The performance on the test dataset is similar to our previous models.

One good thing : this model is almost perfectly balanced ! It predicted only 10 more NEGATIVE (160005) messages than POSITIVE (159995).

RNN (Recurrent Neural Network) models

In the following models, we will add RNN or (Bidirectional-)LSTM layers to our architecture. The goal of such layers is to keep the information of the previous steps of the network when we are processing the next step.

The Neural Network architecture after the Recurrent layer remains same as before (with the Embedding layer).

Simple RNN on Embedded text

In this model, we add a simple RNN to our model.

Compressed (left) and unfolded (right) basic recurrent neural network.

The performances on the train and test datasets are similar which indicates that our model has not over-fitted.

The performances on the dataset are slightly better than our previous models :

Our model is much less biased than our baseline, but still leans towards the NEGATIVE class : it predicted 16% (baseline = 35% , -54%) more NEGATIVE (171614) messages than POSITIVE (148386).

LSTM on Embedded text

In this model, we add a LSTM (Long short-term memory) layer in stead of the RNN layer.

Long short-term memory unit

The performances on the train dataset is better than on the test datasets which indicates that our model has slightly over-fitted.

The performances on the dataset are slightly better than our previous models :

Our model is much less biased than our baseline, but still leans towards the POSITIVE class : it predicted 11% (baseline = 35% , -69%) more POSITIVE (168543) messages than NEGATIVE (151457).

Bidirectional LSTM on embedded text

In this model, we add a Bidirectional-LSTM layer in stead of the RNN layer. The goal of such layers is to use information from past (backwards) and future (forward) states simultaneously.

Structure of RNN and BRNN

The performances on the train dataset is better than on the test datasets which indicates that our model has slightly over-fitted.

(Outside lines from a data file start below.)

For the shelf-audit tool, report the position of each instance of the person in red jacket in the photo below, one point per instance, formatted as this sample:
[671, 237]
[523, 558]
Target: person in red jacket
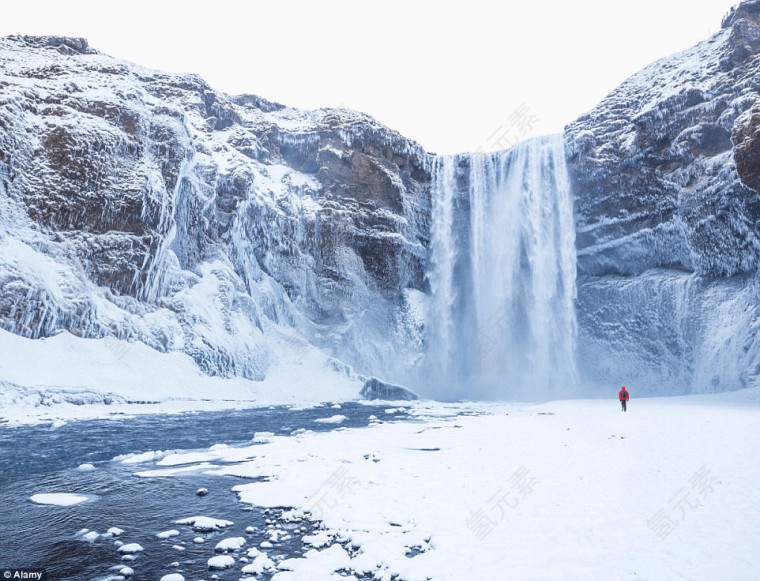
[624, 396]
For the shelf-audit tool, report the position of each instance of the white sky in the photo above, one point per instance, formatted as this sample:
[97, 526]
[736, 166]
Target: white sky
[446, 74]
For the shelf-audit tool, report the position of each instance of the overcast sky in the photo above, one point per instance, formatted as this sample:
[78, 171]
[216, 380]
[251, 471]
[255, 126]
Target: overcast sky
[449, 75]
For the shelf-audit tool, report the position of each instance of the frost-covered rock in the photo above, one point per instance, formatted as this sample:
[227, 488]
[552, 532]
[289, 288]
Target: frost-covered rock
[230, 545]
[205, 524]
[376, 389]
[143, 206]
[666, 181]
[130, 549]
[221, 562]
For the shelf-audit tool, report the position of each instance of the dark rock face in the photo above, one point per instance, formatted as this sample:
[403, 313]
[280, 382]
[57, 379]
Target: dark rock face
[142, 188]
[376, 389]
[746, 138]
[665, 173]
[149, 207]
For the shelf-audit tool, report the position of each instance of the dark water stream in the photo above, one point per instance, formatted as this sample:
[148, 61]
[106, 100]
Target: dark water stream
[44, 459]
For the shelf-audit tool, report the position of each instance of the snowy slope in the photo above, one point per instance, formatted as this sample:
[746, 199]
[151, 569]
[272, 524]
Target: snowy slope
[147, 208]
[572, 490]
[667, 220]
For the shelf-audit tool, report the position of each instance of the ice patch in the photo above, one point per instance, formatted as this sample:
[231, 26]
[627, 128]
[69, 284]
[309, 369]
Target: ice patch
[60, 499]
[336, 419]
[229, 545]
[205, 524]
[221, 562]
[130, 549]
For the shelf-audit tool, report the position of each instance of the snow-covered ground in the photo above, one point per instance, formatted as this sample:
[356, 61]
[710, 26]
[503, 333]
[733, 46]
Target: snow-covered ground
[572, 490]
[66, 377]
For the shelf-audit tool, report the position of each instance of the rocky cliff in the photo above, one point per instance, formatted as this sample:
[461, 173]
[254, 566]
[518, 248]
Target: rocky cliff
[665, 175]
[150, 207]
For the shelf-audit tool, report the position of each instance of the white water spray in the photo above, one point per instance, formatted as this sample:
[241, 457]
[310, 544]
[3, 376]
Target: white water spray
[502, 319]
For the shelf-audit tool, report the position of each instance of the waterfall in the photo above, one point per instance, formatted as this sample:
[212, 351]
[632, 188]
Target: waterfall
[501, 319]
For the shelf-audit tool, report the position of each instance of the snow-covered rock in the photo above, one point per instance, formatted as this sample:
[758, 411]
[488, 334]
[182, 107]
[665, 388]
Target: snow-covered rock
[205, 524]
[667, 210]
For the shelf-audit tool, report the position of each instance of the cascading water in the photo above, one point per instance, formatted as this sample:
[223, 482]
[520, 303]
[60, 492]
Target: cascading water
[501, 320]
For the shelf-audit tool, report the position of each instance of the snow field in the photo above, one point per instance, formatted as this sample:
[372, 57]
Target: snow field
[562, 490]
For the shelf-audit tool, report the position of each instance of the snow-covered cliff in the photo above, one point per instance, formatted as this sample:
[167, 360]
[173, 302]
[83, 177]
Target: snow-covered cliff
[667, 207]
[139, 207]
[148, 207]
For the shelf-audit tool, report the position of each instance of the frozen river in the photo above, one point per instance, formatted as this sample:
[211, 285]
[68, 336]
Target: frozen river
[72, 542]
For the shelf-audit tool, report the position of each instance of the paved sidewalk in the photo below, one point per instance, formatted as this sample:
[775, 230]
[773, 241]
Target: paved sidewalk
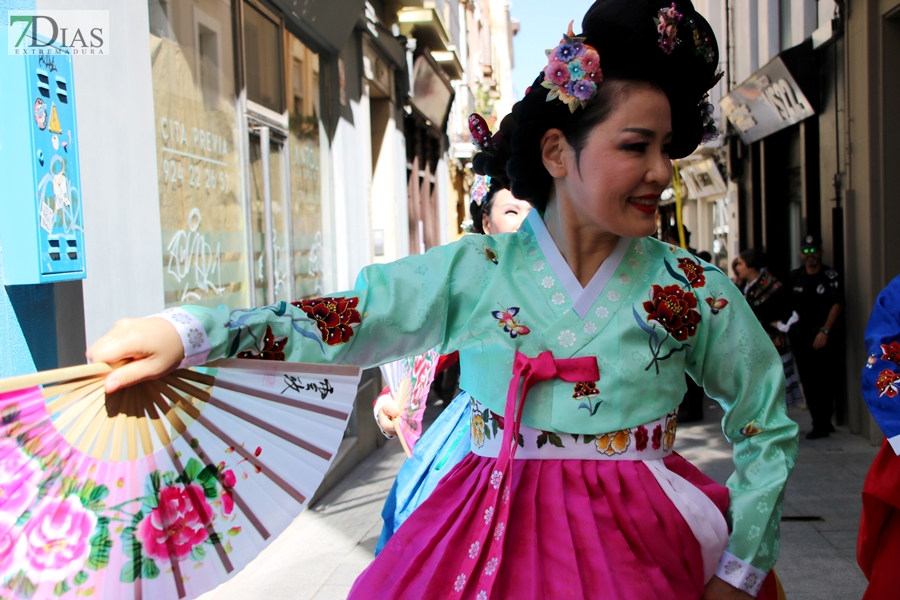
[323, 551]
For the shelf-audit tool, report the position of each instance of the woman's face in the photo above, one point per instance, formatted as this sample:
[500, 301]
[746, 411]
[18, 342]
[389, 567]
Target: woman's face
[624, 166]
[507, 213]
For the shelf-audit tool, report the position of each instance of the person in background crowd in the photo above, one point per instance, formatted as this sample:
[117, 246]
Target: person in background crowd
[817, 298]
[878, 545]
[737, 278]
[494, 210]
[770, 302]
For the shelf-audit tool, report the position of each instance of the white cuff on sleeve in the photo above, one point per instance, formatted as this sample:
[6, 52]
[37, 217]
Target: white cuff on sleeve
[381, 401]
[193, 336]
[895, 444]
[740, 574]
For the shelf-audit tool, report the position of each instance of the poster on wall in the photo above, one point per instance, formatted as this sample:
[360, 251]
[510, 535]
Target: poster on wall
[198, 154]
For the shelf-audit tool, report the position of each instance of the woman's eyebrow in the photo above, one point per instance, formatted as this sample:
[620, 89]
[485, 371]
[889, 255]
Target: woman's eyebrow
[645, 132]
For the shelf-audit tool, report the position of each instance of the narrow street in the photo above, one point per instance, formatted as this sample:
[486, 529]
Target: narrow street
[322, 552]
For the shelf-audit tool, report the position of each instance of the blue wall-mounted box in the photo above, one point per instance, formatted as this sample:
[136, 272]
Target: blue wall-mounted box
[41, 221]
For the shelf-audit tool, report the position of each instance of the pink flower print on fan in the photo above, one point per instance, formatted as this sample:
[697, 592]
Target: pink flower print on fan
[19, 479]
[10, 551]
[178, 521]
[56, 540]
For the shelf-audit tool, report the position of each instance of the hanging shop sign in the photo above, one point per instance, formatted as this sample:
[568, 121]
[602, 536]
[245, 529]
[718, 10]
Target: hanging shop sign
[768, 101]
[703, 179]
[325, 22]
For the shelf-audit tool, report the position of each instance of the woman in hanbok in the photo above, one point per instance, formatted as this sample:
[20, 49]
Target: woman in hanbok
[574, 335]
[878, 546]
[494, 210]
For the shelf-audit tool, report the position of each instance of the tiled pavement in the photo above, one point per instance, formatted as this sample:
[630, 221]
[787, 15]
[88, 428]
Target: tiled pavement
[323, 551]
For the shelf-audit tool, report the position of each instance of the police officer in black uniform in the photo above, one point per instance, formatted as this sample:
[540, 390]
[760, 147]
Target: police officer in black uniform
[817, 297]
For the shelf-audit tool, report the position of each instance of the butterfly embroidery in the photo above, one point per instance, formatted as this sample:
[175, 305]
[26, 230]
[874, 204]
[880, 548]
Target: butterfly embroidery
[716, 304]
[489, 254]
[507, 320]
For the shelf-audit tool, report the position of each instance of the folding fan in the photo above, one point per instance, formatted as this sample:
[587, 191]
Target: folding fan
[409, 380]
[164, 489]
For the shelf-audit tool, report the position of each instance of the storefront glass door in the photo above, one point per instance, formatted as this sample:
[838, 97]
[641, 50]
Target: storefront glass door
[270, 217]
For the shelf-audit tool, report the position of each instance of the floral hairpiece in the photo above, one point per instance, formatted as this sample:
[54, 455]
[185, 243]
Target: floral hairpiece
[481, 134]
[480, 189]
[573, 71]
[667, 25]
[710, 132]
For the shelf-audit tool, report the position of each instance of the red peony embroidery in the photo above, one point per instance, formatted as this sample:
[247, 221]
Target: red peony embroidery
[270, 348]
[674, 309]
[641, 438]
[335, 317]
[657, 437]
[891, 352]
[887, 383]
[585, 388]
[693, 272]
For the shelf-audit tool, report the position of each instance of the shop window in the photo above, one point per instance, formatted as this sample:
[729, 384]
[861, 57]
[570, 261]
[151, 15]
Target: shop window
[311, 218]
[262, 49]
[785, 24]
[198, 153]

The performances on the dataset are slightly better than our previous models :

Our model is much almost not biased biased! It still slightly leans towards the NEGATIVE class : it predicted only 4.1% (baseline = 35% , -88%) more NEGATIVE (163235) messages than POSITIVE (156765).

Stacked Bidirectional-LSTM layers on Embedded text

In this model, we add a second Bidirectional-LSTM layer.

Stacked Long Short-Term Memory Archiecture

The performances on the train dataset is better than on the test datasets which indicates that our model has slightly over-fitted.

The performances on the dataset are slightly better than our previous models :

Our model is much almost not biased biased! It still slightly leans towards the NEGATIVE class : it predicted only 4.0% (baseline = 35% , -89%) more NEGATIVE (163140) messages than POSITIVE (156860).